October - Poem 15

Static Metamorphosis   / Lilly Frank

Slowly, you feel the tides inside of your bones shift into something far less malleable. You have a desire for more, something to slap the ruler down upon. You wake from a slumber and never return to the same type of REM. The change is infectious, beginning in the heart, extending to the mind, to the hands, to the vocalization of such feelings. Profound yet glossed over and polished, it is almost as if your body yearns for something that the brain has yet to conceptualize. More than likely, similar to stages of grief, you are stuck with a pang of anger. This frustration, all consuming, chomping down at your throat for each time you begin to speak in betrayal to this instinctual need. In honor of this, silence becomes a familiar comfort. Busy navigating the emotional landscape of which remains uncharted, the daydreaming of this reality grows maladaptive. Now losing a sense of self in between the lines of primal demand and ephemeral desire, you settle into bargaining. You’re making exchanges that align as a compromise of the two, neither feel satiated. If you flip the switch, you may never have the retrospective clarity that weighing your options may offer you. On the other hand, staying stagnant causes the blood in your veins to spoil. Let’s get to the point, you’re wasting time. Wasting days, months, years, etc., etc. sitting inside of a vacuum. How is one to know where authenticity is stored in the body? How is one to discern when circling the drain of your own marooned view?

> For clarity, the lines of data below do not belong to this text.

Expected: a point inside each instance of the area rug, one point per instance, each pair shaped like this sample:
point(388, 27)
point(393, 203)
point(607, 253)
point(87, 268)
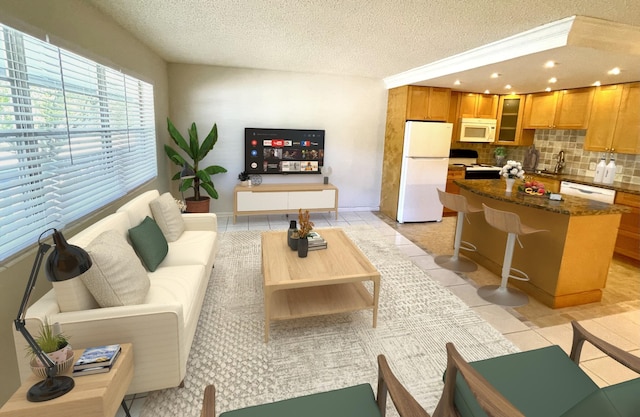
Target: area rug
point(416, 317)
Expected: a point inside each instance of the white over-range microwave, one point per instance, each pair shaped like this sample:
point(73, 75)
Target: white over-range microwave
point(477, 130)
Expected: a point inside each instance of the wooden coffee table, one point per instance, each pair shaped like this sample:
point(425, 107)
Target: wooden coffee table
point(327, 281)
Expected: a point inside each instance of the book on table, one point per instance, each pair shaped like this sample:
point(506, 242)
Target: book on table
point(316, 241)
point(97, 357)
point(91, 371)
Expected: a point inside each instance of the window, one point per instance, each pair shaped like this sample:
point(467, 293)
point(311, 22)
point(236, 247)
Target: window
point(74, 136)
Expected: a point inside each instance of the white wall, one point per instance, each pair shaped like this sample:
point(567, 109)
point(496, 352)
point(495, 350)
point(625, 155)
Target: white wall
point(351, 110)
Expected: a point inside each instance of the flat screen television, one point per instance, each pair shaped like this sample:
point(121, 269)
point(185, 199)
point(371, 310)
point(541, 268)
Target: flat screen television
point(283, 151)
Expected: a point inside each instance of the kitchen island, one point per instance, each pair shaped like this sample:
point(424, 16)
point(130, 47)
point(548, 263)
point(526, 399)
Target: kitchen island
point(568, 263)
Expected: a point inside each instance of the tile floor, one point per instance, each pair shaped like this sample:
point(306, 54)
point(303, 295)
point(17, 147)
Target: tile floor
point(621, 329)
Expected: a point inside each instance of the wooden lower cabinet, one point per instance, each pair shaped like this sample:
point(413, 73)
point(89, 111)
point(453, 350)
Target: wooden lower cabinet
point(628, 241)
point(454, 173)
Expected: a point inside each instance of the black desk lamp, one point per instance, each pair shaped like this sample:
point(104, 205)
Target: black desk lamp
point(65, 262)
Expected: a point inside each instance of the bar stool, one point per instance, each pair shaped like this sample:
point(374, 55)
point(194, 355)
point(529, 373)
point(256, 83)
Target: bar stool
point(510, 223)
point(453, 262)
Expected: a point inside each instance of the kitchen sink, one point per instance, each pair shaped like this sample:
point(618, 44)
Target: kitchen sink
point(545, 173)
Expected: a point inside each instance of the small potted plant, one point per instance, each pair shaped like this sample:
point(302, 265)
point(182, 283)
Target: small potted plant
point(56, 345)
point(500, 154)
point(304, 227)
point(245, 179)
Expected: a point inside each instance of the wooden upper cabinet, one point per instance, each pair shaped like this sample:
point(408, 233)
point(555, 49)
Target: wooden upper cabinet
point(539, 111)
point(428, 103)
point(483, 106)
point(566, 109)
point(509, 129)
point(626, 137)
point(573, 108)
point(614, 124)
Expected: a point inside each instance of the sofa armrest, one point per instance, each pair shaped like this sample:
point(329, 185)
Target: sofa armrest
point(200, 221)
point(580, 334)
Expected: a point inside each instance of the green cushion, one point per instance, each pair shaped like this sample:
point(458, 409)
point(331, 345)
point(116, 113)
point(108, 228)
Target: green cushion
point(149, 243)
point(357, 401)
point(540, 383)
point(625, 397)
point(595, 405)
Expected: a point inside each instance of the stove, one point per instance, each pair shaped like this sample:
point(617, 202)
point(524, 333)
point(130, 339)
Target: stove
point(473, 170)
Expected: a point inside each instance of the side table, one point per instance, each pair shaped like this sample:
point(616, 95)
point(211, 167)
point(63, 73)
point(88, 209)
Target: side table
point(97, 395)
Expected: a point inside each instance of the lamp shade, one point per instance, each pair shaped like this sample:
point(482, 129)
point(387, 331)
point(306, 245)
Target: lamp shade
point(66, 261)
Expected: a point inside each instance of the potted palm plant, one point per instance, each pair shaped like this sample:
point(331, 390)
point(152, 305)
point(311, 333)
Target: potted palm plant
point(56, 345)
point(196, 177)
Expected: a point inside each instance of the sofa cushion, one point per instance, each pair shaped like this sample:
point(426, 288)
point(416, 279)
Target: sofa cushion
point(138, 208)
point(625, 397)
point(194, 247)
point(73, 295)
point(149, 243)
point(178, 285)
point(117, 276)
point(565, 384)
point(346, 402)
point(595, 405)
point(167, 214)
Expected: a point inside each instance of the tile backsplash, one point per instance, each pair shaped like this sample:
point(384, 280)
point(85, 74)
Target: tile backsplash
point(577, 160)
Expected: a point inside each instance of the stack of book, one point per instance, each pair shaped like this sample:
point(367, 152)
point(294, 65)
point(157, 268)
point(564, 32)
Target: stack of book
point(316, 241)
point(96, 360)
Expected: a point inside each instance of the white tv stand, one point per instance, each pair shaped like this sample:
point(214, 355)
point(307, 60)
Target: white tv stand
point(284, 198)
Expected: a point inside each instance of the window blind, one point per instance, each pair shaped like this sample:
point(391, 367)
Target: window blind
point(74, 136)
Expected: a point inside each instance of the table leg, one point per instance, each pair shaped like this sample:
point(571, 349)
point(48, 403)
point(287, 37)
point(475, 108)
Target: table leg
point(267, 313)
point(125, 408)
point(376, 297)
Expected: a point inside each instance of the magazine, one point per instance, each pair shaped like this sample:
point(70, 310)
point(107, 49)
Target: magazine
point(99, 356)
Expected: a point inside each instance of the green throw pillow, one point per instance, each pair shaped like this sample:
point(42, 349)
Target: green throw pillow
point(149, 243)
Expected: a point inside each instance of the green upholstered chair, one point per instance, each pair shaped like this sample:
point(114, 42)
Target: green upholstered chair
point(539, 383)
point(356, 401)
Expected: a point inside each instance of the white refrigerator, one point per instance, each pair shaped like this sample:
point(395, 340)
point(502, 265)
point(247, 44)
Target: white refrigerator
point(425, 161)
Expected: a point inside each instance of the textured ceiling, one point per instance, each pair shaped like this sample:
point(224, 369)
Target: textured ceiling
point(370, 38)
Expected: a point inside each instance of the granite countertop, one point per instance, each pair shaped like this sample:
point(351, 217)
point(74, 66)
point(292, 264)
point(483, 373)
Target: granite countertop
point(617, 186)
point(574, 206)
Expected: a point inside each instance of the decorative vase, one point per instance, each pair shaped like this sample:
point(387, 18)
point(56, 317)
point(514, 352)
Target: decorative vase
point(303, 247)
point(197, 206)
point(291, 241)
point(510, 183)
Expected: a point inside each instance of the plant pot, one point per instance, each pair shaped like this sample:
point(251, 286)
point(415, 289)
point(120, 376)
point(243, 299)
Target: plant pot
point(61, 365)
point(197, 206)
point(303, 247)
point(510, 183)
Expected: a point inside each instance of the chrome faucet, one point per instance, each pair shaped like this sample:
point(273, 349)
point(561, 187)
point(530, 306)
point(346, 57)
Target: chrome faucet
point(559, 163)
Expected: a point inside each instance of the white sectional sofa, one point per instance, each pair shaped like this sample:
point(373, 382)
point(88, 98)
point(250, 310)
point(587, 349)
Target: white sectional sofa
point(162, 325)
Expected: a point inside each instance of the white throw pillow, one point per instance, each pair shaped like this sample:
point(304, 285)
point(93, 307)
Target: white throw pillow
point(167, 214)
point(117, 277)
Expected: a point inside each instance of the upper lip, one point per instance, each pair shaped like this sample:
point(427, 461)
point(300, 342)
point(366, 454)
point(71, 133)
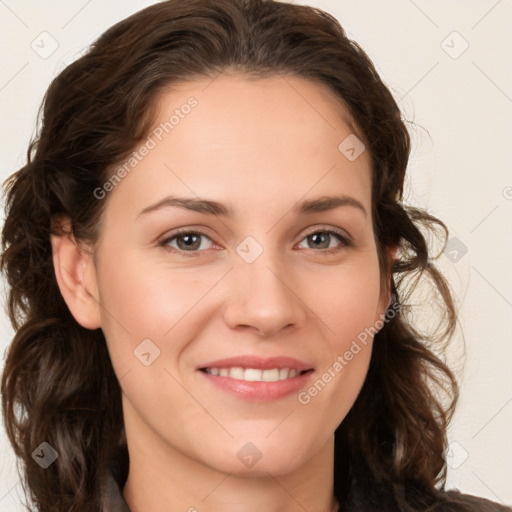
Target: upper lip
point(261, 363)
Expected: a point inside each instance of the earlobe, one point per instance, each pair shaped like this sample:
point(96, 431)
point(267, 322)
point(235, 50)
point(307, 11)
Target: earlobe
point(76, 276)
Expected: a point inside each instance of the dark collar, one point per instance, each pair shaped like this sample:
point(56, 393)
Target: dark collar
point(364, 495)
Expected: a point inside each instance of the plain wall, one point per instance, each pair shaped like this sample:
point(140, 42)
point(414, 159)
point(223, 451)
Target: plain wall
point(460, 101)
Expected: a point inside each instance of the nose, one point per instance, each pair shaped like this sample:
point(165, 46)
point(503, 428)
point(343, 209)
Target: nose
point(264, 297)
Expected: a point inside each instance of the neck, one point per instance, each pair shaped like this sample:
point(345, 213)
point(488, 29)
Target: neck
point(161, 478)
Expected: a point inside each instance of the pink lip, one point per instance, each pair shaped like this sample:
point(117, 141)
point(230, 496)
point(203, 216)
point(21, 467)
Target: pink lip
point(259, 391)
point(261, 363)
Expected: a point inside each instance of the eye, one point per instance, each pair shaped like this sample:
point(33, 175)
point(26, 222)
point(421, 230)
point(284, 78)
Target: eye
point(321, 239)
point(186, 241)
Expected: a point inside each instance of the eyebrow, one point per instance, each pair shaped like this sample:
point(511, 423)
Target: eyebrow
point(320, 204)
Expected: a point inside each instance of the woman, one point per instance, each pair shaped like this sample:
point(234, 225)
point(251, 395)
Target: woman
point(182, 342)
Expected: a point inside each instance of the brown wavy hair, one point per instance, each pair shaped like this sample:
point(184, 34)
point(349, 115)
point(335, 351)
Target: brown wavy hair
point(59, 385)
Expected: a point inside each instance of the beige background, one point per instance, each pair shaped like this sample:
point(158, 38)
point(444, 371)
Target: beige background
point(461, 103)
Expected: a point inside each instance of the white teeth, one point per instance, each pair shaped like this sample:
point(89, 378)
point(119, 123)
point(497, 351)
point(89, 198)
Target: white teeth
point(254, 374)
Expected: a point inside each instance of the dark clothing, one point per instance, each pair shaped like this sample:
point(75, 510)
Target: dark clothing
point(364, 495)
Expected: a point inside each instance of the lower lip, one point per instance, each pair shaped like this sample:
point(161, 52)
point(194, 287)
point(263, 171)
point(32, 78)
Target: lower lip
point(262, 391)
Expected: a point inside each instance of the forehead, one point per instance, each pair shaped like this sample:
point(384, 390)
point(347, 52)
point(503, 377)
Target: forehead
point(244, 140)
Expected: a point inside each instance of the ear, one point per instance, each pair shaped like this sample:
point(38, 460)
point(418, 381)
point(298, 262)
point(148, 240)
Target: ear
point(76, 274)
point(386, 292)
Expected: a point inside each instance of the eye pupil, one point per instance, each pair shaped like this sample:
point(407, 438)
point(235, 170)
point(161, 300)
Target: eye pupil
point(318, 237)
point(191, 241)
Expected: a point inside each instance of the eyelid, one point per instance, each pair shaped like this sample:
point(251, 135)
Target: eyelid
point(344, 237)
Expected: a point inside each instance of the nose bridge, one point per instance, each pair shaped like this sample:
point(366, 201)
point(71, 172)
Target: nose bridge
point(262, 295)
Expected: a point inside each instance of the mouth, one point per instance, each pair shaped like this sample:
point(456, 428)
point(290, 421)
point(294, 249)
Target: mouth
point(255, 374)
point(257, 379)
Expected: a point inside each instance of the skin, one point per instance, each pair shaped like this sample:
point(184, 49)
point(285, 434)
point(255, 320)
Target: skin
point(260, 147)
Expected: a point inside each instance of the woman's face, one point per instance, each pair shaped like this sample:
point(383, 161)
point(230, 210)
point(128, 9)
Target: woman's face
point(254, 283)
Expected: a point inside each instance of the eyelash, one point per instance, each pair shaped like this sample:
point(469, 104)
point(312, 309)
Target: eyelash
point(345, 242)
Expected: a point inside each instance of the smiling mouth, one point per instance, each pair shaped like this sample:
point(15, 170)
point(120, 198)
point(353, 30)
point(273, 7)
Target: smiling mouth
point(255, 374)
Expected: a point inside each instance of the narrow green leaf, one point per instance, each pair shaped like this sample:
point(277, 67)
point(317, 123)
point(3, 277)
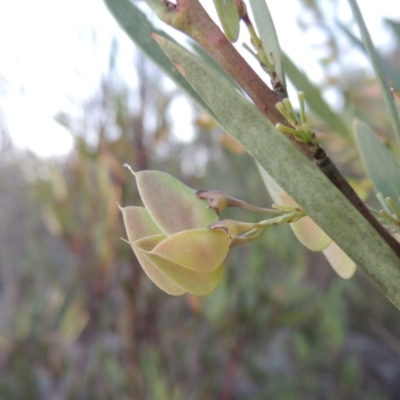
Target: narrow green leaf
point(379, 71)
point(139, 29)
point(173, 206)
point(379, 162)
point(269, 38)
point(297, 175)
point(306, 230)
point(314, 98)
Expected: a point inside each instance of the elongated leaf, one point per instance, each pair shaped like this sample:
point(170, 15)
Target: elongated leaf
point(139, 29)
point(314, 98)
point(379, 162)
point(266, 30)
point(297, 175)
point(379, 70)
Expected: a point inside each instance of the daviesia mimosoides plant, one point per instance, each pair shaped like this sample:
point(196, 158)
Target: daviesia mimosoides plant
point(178, 238)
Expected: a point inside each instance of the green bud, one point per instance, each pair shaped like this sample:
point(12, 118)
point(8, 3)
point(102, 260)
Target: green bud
point(170, 236)
point(228, 14)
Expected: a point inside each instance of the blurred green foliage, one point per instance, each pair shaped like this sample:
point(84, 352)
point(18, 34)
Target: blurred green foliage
point(79, 320)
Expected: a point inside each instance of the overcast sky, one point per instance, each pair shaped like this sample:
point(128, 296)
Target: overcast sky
point(53, 53)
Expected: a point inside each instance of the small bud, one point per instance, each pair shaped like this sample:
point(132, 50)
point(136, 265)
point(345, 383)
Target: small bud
point(216, 200)
point(228, 14)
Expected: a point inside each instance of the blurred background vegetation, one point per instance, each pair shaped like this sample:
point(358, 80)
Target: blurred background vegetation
point(80, 320)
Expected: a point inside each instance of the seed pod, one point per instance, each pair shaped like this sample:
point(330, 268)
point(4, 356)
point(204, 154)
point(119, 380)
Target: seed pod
point(228, 14)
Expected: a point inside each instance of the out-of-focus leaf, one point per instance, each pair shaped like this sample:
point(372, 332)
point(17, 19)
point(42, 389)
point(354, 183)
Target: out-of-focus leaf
point(139, 29)
point(395, 26)
point(266, 29)
point(292, 170)
point(389, 70)
point(382, 76)
point(314, 98)
point(379, 162)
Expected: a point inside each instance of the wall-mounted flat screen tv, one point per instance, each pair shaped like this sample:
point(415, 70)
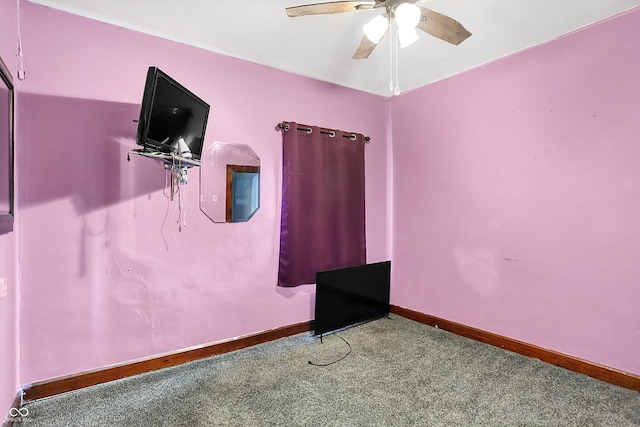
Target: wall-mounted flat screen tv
point(351, 295)
point(170, 112)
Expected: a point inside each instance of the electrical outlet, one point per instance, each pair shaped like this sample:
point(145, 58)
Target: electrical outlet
point(3, 287)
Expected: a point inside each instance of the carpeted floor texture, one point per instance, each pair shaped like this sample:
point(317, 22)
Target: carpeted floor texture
point(399, 373)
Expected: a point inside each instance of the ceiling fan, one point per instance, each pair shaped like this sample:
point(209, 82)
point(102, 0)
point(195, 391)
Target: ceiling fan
point(407, 15)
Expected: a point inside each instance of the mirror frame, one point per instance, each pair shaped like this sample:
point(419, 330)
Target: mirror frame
point(5, 76)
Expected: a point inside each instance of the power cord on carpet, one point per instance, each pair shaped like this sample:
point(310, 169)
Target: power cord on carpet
point(335, 361)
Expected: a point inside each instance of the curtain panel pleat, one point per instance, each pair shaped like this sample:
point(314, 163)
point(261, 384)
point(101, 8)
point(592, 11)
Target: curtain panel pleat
point(323, 204)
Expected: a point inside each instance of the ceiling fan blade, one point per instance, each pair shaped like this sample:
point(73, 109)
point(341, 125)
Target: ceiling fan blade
point(329, 7)
point(365, 48)
point(442, 27)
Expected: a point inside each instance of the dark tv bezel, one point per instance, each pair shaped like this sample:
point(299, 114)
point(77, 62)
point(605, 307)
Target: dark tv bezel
point(351, 304)
point(148, 102)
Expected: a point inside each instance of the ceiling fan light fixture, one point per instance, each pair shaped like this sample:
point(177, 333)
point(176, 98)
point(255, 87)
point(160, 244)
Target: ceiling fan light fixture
point(407, 15)
point(407, 36)
point(376, 28)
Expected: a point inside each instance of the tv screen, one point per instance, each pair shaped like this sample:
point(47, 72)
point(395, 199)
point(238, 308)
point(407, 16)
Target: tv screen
point(351, 295)
point(170, 112)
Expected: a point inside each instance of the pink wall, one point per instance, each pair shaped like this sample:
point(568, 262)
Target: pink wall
point(517, 196)
point(108, 275)
point(9, 305)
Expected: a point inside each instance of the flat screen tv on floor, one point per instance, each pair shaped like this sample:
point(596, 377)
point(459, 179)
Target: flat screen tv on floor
point(351, 295)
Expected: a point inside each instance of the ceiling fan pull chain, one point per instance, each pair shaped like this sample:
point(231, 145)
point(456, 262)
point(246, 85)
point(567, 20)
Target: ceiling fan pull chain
point(391, 45)
point(396, 89)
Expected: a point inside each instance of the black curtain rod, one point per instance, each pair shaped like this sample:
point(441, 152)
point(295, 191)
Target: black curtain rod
point(331, 133)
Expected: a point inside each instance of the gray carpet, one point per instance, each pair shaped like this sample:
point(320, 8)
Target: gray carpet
point(400, 373)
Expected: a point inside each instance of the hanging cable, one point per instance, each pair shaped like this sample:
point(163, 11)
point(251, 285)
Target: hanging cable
point(335, 361)
point(20, 55)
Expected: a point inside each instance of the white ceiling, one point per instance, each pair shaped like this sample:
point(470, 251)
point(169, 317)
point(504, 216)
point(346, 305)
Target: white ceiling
point(321, 46)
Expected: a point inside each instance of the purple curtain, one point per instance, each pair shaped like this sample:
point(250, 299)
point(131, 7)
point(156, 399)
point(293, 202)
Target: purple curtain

Turn to Find Out  ​/ Anna Ojascastro Guzon

Whose woods these are I don’t know 
but there’s a sign that says Trespassers 
will be shot on sight
. And bullet holes 
embellish the metal plate as a show 

of forthrightness. So I decide to take the path 
that’s headed back to my Airbnb 
because I only need to be told once. Unless 
you say you’ll change and, going forward

you’d welcome trespassers. But 
this isn’t a joke so I’d consider the options
in case of the latter. It’s hot, dry, and I’m 
out of water. But a clear, blue spring 

is on your land and I haven’t skipped ahead 
in my borrowed Choose Your Own Adventure
which is now overdue at the Tesson Ferry Library
by forty-three years, if we’re all confessing. 

If I return it now I’ll owe seven-hundred fifty dollars
which is one thousand times the cost of the book
in 1982. I think I may have loved the book so much
that I didn’t want to bring it back and slide it through

the slot, to possibly never be seen again. Except
for on the second shelf below the fish tank
that bubbles soothingly in regular intervals. 
After months or years I might spot it again.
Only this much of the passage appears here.